Furthermore, the proposed rule would modify the Hospital OQR Program’s immediate measure removal policy, applicable when continued use of a measure raises patient safety concerns, to an immediate measure suspension policy. In the event of an immediate suspension, CMS would address the suspension and propose to retain, modify or remove the measure in the next feasible rulemaking cycle. CMS is proposing this change to align measure suspension policies across the REH, HOPD, and ASC quality reporting programs.
Lastly, CMS is proposing in this rule to require that Electronic Health Record (EHR) technology be certified to all eCQMs available to report in the Hospital OQR Program measure set to ensure that hospitals are able to accurately capture and report data for all eCQMs in the measure set. Pursuant to the proposed rule, the Median Time from Emergency Department (ED) Arrival to ED Departure for Discharged ED Patients measure – Psychiatric/Mental Health Patients strata be publicly reported on Care Compare.
Rural Emergency Hospital Quality Reporting Program
For the Rural Emergency Hospital Quality Reporting (REHQR) Program, CMS is proposing to adopt:
- The Hospital Commitment to Health Equity (HCHE) measure beginning with the CY 2025 reporting period/CY 2027 program determination;
- The Screening for Social Drivers of Health (SDOH) measure beginning with voluntary reporting in the CY 2025 reporting period followed by mandatory reporting beginning with the CY 2026 reporting period/CY 2028 program determination; and
- The Screen Positive Rate for Social Drivers of Health (SDOH) measure beginning with voluntary reporting in the CY 2025 reporting period followed by mandatory reporting beginning with the CY 2026 reporting period/CY 2028 program determination.
The proposed rule would extend the reporting period for the Risk-Standardized Hospital Visits Within 7 Days After Hospital Outpatient Surgery measure from one year to two years, beginning with the CY 2025 reporting period/CY 2027 program determination.
In addition, CMS is proposing to establish when, after conversion to REH status, REHs would be required to report data under the REHQR Program. Per the proposed rule, an REH would begin submitting data to the REHQR Program on the first day of the quarter following the date that a hospital has been designated as converted to an REH in accordance with the process outlined in section 1861(kkk) of the Act.
Overall Hospital Quality Star Rating
The Overall Hospital Quality Star Rating (OHQSR) provides a summary of certain existing hospital quality information on Medicare.gov based on publicly available quality measure results reported through CMS’ hospital quality measurement programs.

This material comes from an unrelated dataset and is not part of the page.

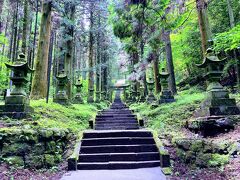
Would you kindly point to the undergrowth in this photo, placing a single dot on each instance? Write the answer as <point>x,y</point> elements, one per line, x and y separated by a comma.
<point>170,117</point>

The OHQSR assigns hospitals between one and five stars in a way that is simple and easy for patients to understand. Measures reported on the provider comparison tool on Medicare.gov (https://www.medicare.gov/care-compare/) that meet the criteria for inclusion in the OHQSR are organized into five conceptually coherent measure groups: Safety of Care, Mortality, Readmission, and Patient Experience (all of which include outcome measures), and Timely and Effective Care (which includes a selection of process measures).
The proposed rule notes that CMS is considering modifying the OHQSR methodology, specifically the Safety of Care measure group, in order to reinforce and emphasize patient safety. We’ll have to wait and see how that plays out. For the present, it’s clear that the “pay for performance” model isn’t going anywhere. Medicare seems set on tying reimbursement—at least in part—to what it deems as quality care.